UA-80663636-1

Ok

En poursuivant votre navigation sur ce site, vous acceptez l'utilisation de cookies. Ces derniers assurent le bon fonctionnement de nos services. En savoir plus.

03/02/2014

Rouge Pimpon

 

Else n’avait jamais  eu l’esprit pratique et son étourderie marqua profondément ses camarades de classe, quand, à sa demande, ils cherchèrent partout les lunettes qui reposaient tranquillement  sur son nez. Un archipel. Ses boucles blondes tombaient en papillotes sur son visage poupin. Elle pouvait rester des heures le nez collé à la vitre dans l’automne délavé par la Baltique. Joues rondes de trompettiste et  grands yeux rêveurs. Elle était  devenue une mère de famille magnifique.
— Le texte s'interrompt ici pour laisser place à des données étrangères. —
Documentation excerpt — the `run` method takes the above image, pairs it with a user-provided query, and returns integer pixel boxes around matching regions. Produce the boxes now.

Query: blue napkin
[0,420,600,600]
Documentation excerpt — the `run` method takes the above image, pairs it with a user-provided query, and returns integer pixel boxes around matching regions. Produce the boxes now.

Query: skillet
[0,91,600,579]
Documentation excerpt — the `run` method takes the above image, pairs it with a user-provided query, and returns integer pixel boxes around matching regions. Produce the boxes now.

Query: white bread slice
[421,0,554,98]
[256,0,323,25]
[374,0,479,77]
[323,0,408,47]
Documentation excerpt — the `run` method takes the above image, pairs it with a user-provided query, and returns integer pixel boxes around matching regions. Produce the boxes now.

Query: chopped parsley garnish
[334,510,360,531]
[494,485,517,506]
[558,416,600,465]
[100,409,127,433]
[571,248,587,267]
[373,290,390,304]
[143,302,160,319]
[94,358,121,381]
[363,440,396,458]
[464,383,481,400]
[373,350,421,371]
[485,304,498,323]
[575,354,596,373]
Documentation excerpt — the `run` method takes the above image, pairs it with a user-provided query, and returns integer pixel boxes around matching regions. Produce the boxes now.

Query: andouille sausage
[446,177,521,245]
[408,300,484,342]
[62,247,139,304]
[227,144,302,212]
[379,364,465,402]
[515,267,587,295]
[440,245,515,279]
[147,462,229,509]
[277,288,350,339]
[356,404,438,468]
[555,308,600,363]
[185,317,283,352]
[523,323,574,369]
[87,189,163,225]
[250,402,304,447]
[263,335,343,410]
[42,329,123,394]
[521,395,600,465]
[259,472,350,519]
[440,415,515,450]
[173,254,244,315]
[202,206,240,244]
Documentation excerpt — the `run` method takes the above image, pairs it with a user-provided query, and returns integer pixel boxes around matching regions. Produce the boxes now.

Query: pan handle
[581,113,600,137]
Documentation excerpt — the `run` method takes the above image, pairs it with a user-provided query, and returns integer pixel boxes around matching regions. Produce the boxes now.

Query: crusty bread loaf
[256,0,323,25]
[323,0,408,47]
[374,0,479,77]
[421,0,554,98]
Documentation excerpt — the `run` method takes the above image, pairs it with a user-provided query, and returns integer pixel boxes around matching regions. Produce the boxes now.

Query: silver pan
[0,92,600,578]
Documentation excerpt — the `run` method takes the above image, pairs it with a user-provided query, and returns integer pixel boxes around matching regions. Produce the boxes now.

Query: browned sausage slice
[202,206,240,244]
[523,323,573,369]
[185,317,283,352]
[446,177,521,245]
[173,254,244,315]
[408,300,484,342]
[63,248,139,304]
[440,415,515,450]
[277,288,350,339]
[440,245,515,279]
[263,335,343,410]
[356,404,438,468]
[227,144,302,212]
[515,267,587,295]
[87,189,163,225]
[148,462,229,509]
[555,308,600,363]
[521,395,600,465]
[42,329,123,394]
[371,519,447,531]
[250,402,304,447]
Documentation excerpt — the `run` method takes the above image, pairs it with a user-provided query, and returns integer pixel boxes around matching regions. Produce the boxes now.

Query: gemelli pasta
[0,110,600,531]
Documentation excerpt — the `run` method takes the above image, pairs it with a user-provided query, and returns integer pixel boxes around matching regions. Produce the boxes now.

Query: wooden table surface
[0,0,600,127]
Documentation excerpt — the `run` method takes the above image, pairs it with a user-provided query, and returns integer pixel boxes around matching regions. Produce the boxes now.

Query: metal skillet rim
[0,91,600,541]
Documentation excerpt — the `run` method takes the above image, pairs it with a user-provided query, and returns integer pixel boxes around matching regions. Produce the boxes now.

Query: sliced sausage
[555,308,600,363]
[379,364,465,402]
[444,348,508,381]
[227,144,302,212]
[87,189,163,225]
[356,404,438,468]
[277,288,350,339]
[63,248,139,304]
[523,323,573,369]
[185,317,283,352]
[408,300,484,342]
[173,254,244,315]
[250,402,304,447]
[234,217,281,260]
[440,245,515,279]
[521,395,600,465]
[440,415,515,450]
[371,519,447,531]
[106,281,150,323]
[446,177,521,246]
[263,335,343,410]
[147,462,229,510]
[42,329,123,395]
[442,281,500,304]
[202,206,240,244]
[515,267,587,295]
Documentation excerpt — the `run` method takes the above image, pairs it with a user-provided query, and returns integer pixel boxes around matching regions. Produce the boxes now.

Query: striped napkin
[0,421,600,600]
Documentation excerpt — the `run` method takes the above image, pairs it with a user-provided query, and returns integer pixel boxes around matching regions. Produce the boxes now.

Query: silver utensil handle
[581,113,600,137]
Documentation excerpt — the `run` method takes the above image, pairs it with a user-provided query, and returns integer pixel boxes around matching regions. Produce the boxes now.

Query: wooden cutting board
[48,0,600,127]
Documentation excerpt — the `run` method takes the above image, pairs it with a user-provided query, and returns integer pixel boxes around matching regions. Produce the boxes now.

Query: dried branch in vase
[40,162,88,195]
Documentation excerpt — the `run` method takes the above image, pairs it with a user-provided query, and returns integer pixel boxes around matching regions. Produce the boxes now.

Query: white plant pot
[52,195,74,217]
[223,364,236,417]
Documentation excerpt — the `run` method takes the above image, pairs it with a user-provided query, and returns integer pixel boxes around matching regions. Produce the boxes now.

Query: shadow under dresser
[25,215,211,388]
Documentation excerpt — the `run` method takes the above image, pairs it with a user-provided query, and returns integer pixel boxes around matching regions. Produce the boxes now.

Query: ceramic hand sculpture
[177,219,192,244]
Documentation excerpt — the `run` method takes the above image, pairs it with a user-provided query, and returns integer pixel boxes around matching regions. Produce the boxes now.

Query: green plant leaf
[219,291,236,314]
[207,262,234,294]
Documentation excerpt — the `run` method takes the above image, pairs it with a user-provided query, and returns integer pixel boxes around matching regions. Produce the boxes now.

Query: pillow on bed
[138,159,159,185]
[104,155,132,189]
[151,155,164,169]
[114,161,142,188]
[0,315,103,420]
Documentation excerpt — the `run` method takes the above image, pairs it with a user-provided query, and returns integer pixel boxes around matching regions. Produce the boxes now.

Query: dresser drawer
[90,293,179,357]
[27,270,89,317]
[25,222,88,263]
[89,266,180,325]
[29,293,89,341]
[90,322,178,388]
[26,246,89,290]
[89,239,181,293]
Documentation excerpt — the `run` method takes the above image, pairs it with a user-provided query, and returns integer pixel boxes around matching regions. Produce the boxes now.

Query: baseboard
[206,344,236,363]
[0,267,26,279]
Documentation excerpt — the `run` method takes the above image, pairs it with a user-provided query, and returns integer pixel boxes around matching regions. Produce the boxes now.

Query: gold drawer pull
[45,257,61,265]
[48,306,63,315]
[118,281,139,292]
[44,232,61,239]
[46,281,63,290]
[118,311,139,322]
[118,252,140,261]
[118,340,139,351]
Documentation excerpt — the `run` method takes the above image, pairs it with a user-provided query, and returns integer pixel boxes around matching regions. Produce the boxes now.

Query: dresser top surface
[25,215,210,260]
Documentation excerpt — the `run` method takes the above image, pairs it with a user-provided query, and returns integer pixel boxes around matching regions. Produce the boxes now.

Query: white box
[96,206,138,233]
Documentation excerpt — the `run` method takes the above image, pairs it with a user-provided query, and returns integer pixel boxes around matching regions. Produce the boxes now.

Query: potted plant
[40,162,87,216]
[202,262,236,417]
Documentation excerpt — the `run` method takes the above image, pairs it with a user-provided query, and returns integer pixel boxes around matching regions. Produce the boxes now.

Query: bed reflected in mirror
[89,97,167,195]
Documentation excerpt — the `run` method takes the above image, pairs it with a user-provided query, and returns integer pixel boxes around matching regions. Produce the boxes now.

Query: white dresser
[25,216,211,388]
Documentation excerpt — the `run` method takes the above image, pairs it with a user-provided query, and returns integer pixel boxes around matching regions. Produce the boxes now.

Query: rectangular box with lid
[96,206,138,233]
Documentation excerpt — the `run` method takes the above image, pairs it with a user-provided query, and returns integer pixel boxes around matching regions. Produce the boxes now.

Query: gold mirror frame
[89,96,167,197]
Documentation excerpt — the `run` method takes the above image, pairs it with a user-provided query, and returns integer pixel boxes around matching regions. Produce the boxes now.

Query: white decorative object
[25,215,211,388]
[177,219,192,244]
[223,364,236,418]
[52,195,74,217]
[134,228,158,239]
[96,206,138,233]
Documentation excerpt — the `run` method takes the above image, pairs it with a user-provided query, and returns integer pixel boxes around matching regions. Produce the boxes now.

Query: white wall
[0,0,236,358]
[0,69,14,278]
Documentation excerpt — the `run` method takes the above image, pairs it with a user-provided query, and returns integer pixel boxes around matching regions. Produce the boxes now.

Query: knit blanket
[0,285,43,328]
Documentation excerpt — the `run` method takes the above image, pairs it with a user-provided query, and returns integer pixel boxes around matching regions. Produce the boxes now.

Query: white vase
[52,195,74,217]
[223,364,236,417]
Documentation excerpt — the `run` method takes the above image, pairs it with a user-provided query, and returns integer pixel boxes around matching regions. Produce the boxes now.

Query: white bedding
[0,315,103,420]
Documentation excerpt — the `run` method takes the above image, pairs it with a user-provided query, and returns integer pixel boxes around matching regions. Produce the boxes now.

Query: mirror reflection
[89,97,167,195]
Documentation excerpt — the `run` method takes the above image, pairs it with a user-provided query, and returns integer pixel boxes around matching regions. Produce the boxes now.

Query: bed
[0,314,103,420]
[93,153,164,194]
Sa vie bascula le jour où elle poussa la porte du grand magasin norvégien Elvestedt. La spécialité de la Norvège était le design d’intérieur, et seule une Norvégienne sur quatre n’était pas décoratrice. Else, qui n’avait jamais été intéressée par les objets, s’était persuadée que visiter Elvestedt était comme une obligation culturelle. Le musée du Louvre. Jan avait refusé  de l’y mener, mais les bus affrétés par l’enseigne passaient chaque jour devant la maison. Elle prit son fils de trois ans sous le bras et monta.  

Les Fribyter, famille à laquelle elle était fière d’appartenir, avaient toujours refusé les tentations du monde : le grand-père vivait désormais reclus sur une île caillouteuse. Else passait ses journées plongée dans des livres. Dans sa tête, Jean Valjean se promenait main dans la main avec d’Artagnan, Raskolnikov dormait sous des ponts avec Esmeralda. Son esprit virevoltait comme une lanterne magique.

Else ne voulait pas mourir idiote. Même la Reine de Norvège s’intéressait aux cuisines en plaqué bouleau Elvestedt,  ne manquant pas une occasion de citer l’enseigne dans les interviews où elle traitait de sujets graves, le terrorisme, la marche du monde, le Prix Nobel de Chimie, le rayonnement de la Norvège. 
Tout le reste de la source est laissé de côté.